How are metrics stored in Prometheus? There is a local storage. There is a remote storage. These are actually two different worlds. They weakly intersect. Therefore, the report is also divided into 2 parts.





If you were on a previous report in the main room, where there was a good intro in Prometheus, you know that local storage is a separate library called TSDB. TSDB has nothing to do with OpenTSDB. TSDB is a separate Go package that you can use from your Go program. At the TSDB library level, there is no client and server.



This library is optimized to work with time series data. For example, in TSDB there is a delta encoding, which allows you to store not the numbers themselves, but exactly the changes between these numbers. This allows you, instead of storing 16 bytes - to store 1 byte. 1 byte for time and 1 byte for value. That is, you store an average of 1 or 2 bytes due to this good compression.



TSDB is optimized for pull models. Data there is only added. No historical data can be recorded in Prometheus. There is no API for this. The maximum delta is about 5 minutes. If the data is older, they will not be accepted.
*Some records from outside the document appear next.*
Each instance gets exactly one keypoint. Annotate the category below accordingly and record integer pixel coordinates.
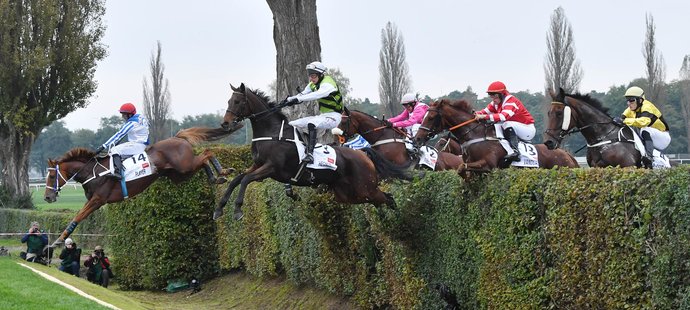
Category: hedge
(563, 238)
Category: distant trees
(48, 55)
(157, 98)
(561, 67)
(297, 41)
(654, 63)
(394, 79)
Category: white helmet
(316, 67)
(407, 98)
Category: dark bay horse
(607, 144)
(173, 158)
(482, 151)
(388, 141)
(275, 156)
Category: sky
(450, 45)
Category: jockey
(643, 114)
(511, 118)
(412, 116)
(137, 130)
(324, 90)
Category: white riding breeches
(661, 139)
(325, 121)
(128, 148)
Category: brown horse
(275, 156)
(482, 150)
(172, 158)
(388, 141)
(449, 144)
(607, 143)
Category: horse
(449, 144)
(276, 156)
(389, 141)
(172, 158)
(607, 143)
(482, 151)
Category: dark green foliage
(164, 233)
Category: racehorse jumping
(388, 141)
(607, 143)
(482, 151)
(172, 158)
(275, 153)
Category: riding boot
(117, 167)
(309, 157)
(648, 157)
(512, 138)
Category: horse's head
(60, 171)
(238, 109)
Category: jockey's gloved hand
(618, 121)
(292, 101)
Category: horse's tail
(195, 135)
(386, 168)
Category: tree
(561, 67)
(685, 99)
(48, 55)
(654, 63)
(394, 80)
(157, 98)
(296, 37)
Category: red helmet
(496, 87)
(128, 108)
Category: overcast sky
(450, 45)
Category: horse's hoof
(217, 214)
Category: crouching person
(99, 267)
(70, 257)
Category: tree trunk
(296, 36)
(14, 154)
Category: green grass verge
(21, 288)
(70, 198)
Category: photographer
(35, 240)
(70, 257)
(99, 267)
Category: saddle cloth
(135, 167)
(660, 161)
(529, 157)
(324, 155)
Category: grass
(70, 198)
(21, 288)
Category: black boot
(117, 167)
(648, 157)
(511, 136)
(311, 142)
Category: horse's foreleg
(228, 192)
(256, 175)
(86, 210)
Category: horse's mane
(588, 100)
(76, 154)
(461, 104)
(263, 97)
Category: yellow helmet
(634, 92)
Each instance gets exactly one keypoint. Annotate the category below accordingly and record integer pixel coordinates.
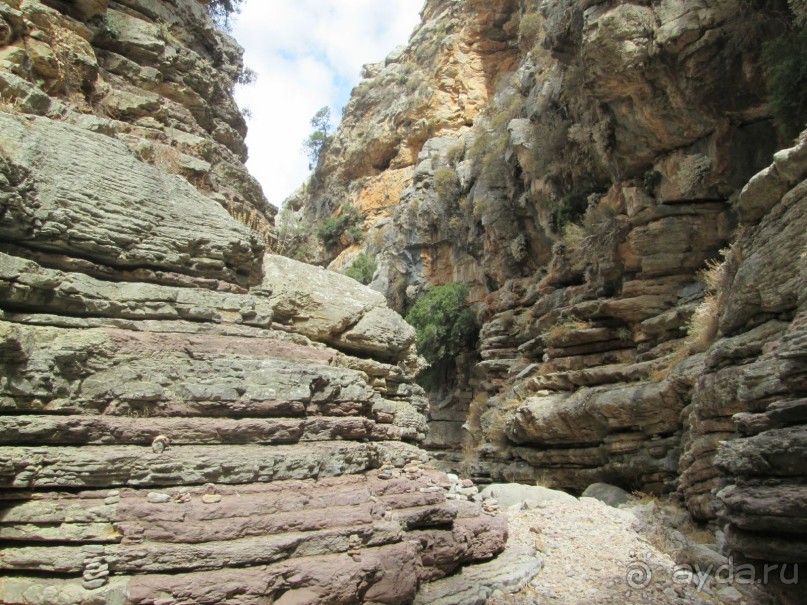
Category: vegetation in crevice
(362, 269)
(346, 225)
(785, 60)
(445, 324)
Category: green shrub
(785, 60)
(349, 221)
(362, 269)
(444, 322)
(221, 11)
(528, 29)
(447, 184)
(319, 138)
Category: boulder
(610, 494)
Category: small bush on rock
(349, 223)
(444, 322)
(785, 59)
(221, 11)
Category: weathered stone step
(107, 466)
(509, 572)
(159, 557)
(108, 430)
(387, 572)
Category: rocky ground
(597, 554)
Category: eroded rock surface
(632, 241)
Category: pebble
(589, 554)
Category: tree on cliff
(221, 10)
(444, 322)
(318, 139)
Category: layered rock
(154, 76)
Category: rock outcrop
(638, 272)
(184, 419)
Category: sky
(307, 54)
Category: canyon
(191, 414)
(186, 417)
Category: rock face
(636, 260)
(184, 419)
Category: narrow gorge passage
(533, 331)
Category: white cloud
(307, 54)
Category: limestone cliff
(184, 419)
(585, 180)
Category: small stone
(729, 594)
(160, 444)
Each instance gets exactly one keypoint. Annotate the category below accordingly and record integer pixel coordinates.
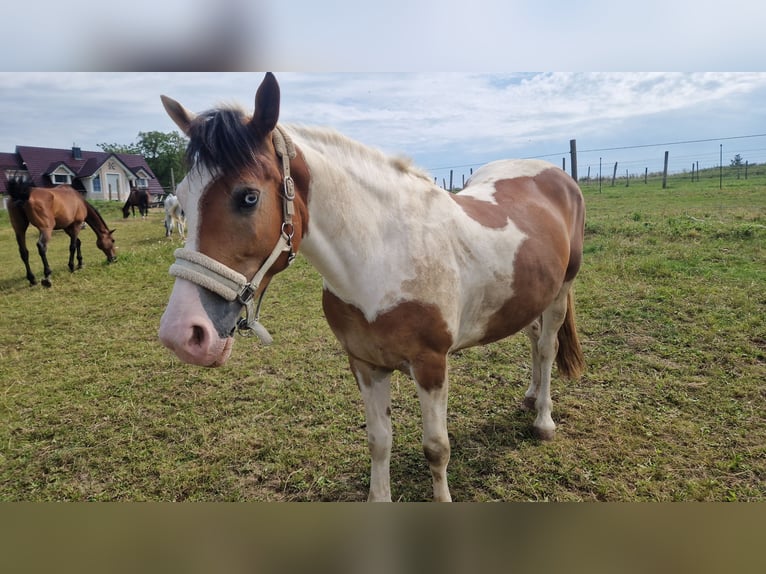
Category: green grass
(670, 301)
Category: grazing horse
(174, 216)
(411, 272)
(61, 207)
(137, 198)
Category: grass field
(670, 301)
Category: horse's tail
(19, 189)
(569, 357)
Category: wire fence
(622, 165)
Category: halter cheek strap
(231, 285)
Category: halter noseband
(232, 285)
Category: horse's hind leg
(78, 245)
(543, 355)
(24, 253)
(532, 331)
(433, 389)
(42, 249)
(375, 386)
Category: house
(98, 174)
There is no built-in downsampling tsdb # 313 in TSDB. There is an open issue in which there was a discussion on the fact that in general there are projects that do something around Prometheus and there are downsampling. So far, the solution is that the TSDB will not add downsampling.





How would we get data from TSDB? TSDB is a database on disk. You can work with it if you write Go program. But if you do not write a program on Go, then there is a JSON API that allows you to make query requests. If you have ever used Prometheus and at least once built a graph, you know the standard Query API, in which there is a query parameter, in which you can execute any PromQL query and optionally time. If there is no time, the current time is taken.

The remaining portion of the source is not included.